Which views caching did you enabled, the render or just the query cache? I think we should also take care about the overhead on the actual render level. We already use entity_view_multiple though we could improve a lot on field views by using the entityDisplay, see postponed issue #1867518: Leverage entityDisplay to provide fast rendering for fields.

- _views_fetch_data() is responsible for 65% of the time spent in drupal_static() with just 30% of the calls. Might make sense to use the fast static cache pattern here?

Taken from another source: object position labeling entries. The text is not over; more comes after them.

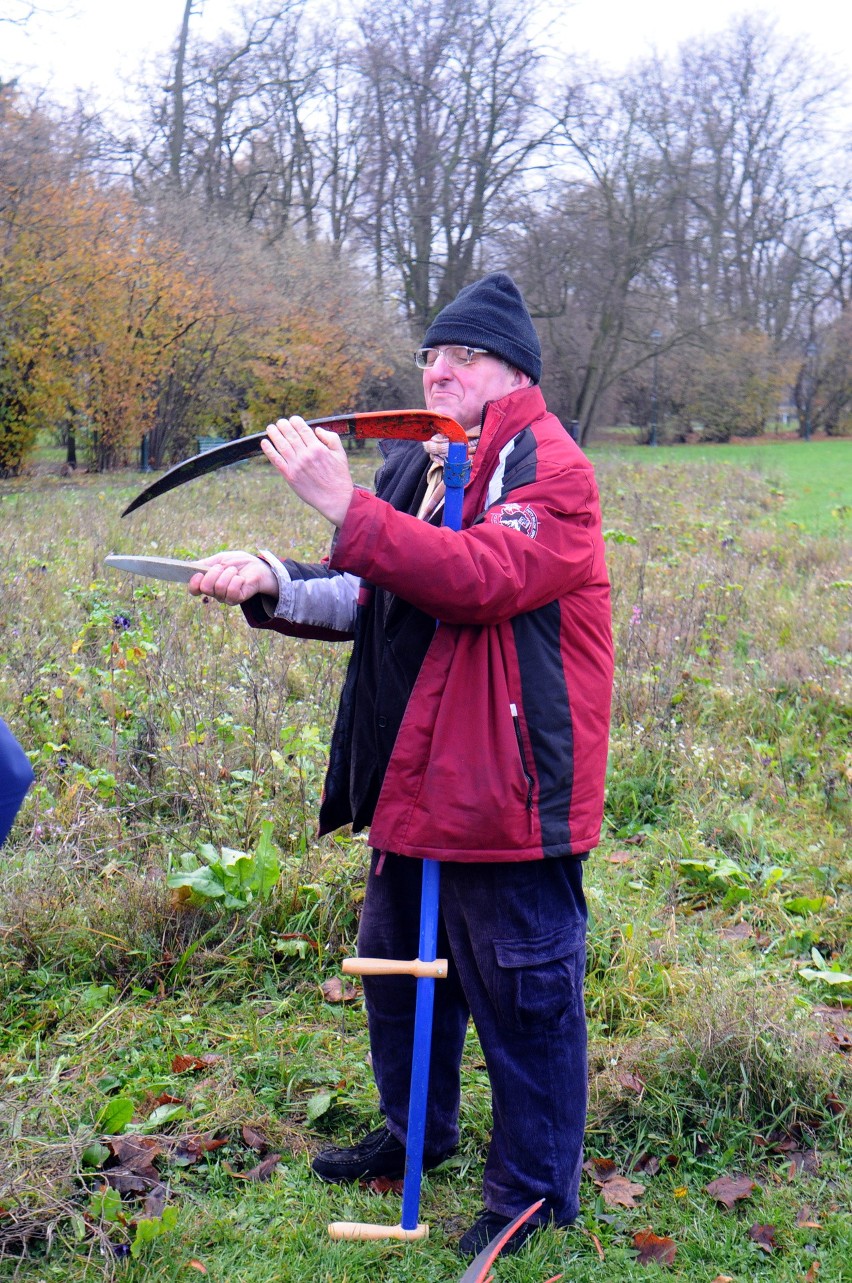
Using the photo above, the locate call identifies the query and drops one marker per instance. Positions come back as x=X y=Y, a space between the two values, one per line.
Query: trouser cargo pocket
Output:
x=539 y=980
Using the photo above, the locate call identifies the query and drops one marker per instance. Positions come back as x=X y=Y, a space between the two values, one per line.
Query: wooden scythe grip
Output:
x=393 y=966
x=354 y=1229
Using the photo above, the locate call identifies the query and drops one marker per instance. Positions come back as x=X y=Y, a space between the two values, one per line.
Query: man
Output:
x=480 y=743
x=16 y=778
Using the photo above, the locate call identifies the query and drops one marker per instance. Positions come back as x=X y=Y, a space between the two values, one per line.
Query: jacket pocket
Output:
x=539 y=980
x=516 y=722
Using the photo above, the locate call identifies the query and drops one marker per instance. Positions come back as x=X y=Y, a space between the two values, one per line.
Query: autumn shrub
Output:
x=737 y=1061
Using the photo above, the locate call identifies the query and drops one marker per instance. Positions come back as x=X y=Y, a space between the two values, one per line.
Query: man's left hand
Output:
x=313 y=463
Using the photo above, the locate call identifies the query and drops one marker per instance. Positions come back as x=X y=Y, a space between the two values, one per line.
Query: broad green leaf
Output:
x=805 y=905
x=94 y=1155
x=114 y=1115
x=318 y=1105
x=267 y=866
x=105 y=1204
x=148 y=1228
x=164 y=1114
x=826 y=977
x=203 y=882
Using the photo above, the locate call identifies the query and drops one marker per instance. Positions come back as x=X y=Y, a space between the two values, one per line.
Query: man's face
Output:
x=461 y=391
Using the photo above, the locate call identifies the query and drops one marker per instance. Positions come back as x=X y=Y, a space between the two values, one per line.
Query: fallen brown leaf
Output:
x=621 y=1192
x=384 y=1186
x=155 y=1201
x=601 y=1169
x=254 y=1139
x=739 y=932
x=181 y=1064
x=189 y=1148
x=338 y=991
x=764 y=1236
x=651 y=1247
x=597 y=1243
x=730 y=1189
x=130 y=1182
x=264 y=1168
x=803 y=1160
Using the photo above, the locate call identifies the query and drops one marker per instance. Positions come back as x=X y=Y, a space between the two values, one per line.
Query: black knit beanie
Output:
x=490 y=314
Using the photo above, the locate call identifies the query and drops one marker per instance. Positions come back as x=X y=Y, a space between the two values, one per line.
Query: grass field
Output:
x=159 y=1048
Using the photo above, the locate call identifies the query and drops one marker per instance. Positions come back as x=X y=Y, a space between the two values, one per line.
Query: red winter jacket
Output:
x=502 y=749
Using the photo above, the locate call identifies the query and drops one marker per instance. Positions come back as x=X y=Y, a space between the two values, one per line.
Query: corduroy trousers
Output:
x=515 y=937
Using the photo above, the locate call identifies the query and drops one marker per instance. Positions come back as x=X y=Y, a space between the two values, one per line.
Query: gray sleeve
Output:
x=321 y=603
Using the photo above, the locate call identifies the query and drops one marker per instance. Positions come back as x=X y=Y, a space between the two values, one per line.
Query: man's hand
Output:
x=234 y=577
x=313 y=463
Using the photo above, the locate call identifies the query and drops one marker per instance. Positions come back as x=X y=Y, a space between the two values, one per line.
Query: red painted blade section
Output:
x=411 y=425
x=477 y=1270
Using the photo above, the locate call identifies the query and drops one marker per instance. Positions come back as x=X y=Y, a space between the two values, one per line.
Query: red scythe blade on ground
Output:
x=411 y=425
x=477 y=1272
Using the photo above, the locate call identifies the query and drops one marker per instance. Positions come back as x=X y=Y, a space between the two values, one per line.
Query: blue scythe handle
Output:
x=456 y=471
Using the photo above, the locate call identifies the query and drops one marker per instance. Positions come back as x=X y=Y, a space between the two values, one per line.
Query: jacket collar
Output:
x=504 y=418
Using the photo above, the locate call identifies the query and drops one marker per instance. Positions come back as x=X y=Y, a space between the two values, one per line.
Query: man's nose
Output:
x=440 y=367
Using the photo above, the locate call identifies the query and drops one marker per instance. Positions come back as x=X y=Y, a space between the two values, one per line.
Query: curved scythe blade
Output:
x=412 y=425
x=477 y=1270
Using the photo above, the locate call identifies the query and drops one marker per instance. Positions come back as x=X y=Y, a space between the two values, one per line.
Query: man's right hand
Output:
x=234 y=577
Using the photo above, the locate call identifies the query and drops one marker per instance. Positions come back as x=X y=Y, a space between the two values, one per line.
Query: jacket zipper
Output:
x=520 y=748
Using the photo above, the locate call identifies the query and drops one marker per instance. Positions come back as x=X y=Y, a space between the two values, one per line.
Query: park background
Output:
x=271 y=232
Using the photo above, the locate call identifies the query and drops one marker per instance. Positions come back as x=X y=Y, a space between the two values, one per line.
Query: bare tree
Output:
x=452 y=131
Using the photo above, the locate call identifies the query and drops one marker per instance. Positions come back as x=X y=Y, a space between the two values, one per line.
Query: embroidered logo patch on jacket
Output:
x=524 y=520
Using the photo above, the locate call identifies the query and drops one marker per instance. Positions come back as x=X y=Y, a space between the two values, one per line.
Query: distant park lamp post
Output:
x=809 y=388
x=656 y=338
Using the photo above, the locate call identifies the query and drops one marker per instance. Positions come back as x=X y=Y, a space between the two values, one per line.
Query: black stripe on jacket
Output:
x=547 y=712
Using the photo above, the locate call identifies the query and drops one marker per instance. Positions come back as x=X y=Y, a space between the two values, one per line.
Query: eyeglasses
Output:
x=426 y=357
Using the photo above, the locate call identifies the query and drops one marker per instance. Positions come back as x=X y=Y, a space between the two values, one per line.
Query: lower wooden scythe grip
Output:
x=394 y=966
x=354 y=1229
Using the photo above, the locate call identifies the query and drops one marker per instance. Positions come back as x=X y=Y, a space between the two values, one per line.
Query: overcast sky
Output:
x=99 y=45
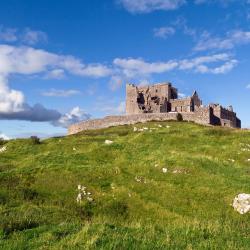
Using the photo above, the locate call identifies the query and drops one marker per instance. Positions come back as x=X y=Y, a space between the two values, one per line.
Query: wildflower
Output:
x=164 y=170
x=79 y=198
x=3 y=149
x=241 y=203
x=140 y=179
x=108 y=142
x=89 y=199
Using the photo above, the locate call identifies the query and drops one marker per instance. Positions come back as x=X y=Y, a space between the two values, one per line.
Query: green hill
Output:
x=135 y=204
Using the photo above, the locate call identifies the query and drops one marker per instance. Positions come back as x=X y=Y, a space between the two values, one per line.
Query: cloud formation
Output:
x=32 y=37
x=7 y=34
x=26 y=36
x=231 y=39
x=25 y=60
x=164 y=32
x=132 y=68
x=61 y=92
x=146 y=6
x=29 y=61
x=74 y=116
x=3 y=136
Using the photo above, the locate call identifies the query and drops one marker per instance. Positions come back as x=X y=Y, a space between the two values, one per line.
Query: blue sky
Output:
x=68 y=61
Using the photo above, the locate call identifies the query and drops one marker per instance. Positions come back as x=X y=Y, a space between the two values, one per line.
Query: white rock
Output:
x=108 y=142
x=241 y=203
x=164 y=170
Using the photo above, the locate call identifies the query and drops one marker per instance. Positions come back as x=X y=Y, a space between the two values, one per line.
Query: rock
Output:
x=241 y=203
x=108 y=142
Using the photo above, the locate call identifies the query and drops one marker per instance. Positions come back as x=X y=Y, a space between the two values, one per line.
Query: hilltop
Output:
x=171 y=188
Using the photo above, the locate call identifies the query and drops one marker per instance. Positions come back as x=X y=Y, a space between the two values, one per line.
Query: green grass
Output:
x=187 y=210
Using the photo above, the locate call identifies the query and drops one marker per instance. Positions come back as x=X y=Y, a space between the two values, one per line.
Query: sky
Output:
x=66 y=61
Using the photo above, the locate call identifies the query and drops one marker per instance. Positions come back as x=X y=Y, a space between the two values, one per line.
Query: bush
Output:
x=35 y=140
x=179 y=117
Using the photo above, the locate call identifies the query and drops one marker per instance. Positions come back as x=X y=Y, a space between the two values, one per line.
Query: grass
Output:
x=190 y=209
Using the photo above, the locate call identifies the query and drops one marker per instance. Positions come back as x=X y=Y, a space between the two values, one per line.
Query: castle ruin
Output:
x=160 y=102
x=163 y=98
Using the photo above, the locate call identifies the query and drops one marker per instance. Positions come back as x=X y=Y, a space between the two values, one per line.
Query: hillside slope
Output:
x=135 y=204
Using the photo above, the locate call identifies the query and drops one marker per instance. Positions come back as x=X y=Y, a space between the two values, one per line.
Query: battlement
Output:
x=160 y=102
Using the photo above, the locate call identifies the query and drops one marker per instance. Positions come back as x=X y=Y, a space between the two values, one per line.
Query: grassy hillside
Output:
x=136 y=205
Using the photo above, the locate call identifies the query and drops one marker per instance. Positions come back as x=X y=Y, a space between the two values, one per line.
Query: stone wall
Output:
x=201 y=117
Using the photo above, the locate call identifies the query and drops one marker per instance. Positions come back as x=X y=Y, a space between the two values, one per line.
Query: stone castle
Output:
x=161 y=102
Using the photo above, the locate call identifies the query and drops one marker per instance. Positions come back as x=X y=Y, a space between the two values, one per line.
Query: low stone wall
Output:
x=109 y=121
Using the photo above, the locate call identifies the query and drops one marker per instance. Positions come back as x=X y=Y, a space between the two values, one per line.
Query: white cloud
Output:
x=146 y=6
x=8 y=34
x=55 y=74
x=232 y=39
x=135 y=67
x=74 y=116
x=182 y=95
x=3 y=136
x=214 y=64
x=29 y=61
x=61 y=92
x=164 y=32
x=32 y=37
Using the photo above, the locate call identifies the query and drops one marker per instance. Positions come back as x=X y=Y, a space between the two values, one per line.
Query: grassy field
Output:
x=136 y=205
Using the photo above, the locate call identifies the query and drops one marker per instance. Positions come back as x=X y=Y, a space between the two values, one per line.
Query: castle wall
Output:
x=131 y=100
x=224 y=117
x=202 y=117
x=181 y=105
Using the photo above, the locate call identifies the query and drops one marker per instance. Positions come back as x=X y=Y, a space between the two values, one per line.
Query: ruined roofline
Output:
x=150 y=85
x=217 y=105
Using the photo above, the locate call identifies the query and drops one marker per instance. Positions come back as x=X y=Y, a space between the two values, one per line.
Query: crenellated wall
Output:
x=202 y=116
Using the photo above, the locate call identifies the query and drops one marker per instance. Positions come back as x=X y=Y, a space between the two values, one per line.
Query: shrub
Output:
x=35 y=140
x=179 y=117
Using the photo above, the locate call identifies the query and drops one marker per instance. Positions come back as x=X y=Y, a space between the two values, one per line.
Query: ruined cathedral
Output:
x=160 y=102
x=163 y=98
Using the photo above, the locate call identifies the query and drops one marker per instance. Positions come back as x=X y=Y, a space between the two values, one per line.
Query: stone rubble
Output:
x=241 y=203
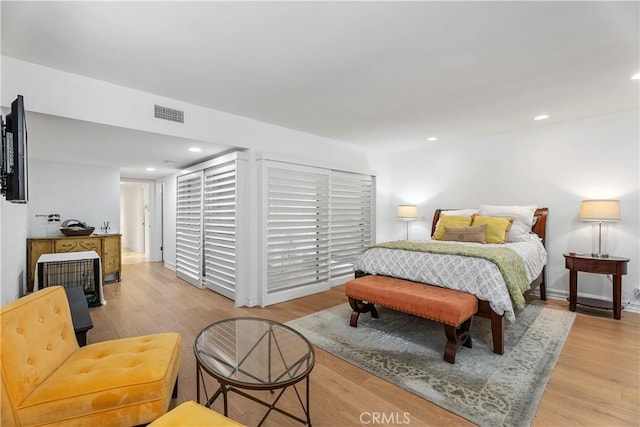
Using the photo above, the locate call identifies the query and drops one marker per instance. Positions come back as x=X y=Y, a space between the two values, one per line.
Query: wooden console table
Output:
x=107 y=246
x=615 y=266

I'm wondering whether it makes sense to have a service which provides the information, so that there is no need anymore for a procedural function and so no drupal_static.

damiankloip’s picture

I'll work on something for views_fetch_data/_views_fetch_data. We could have a service but we could also just create a cacheArray like object that we store/inject into ViewExecutable?

dawehner’s picture

damiankloip’s picture

Yeah, good point. I might work on this following progress in that issue.

damiankloip’s picture

I started #1867782: Replace _views_fetch_data with cache class that I am using to start work on this, all explained over there :)

dawehner’s picture

Status: Active » Fixed

I guess now that /node is in, we don't need this anymore.

Thanks for all the testing

Automatically closed -- issue fixed for 2 weeks with no activity.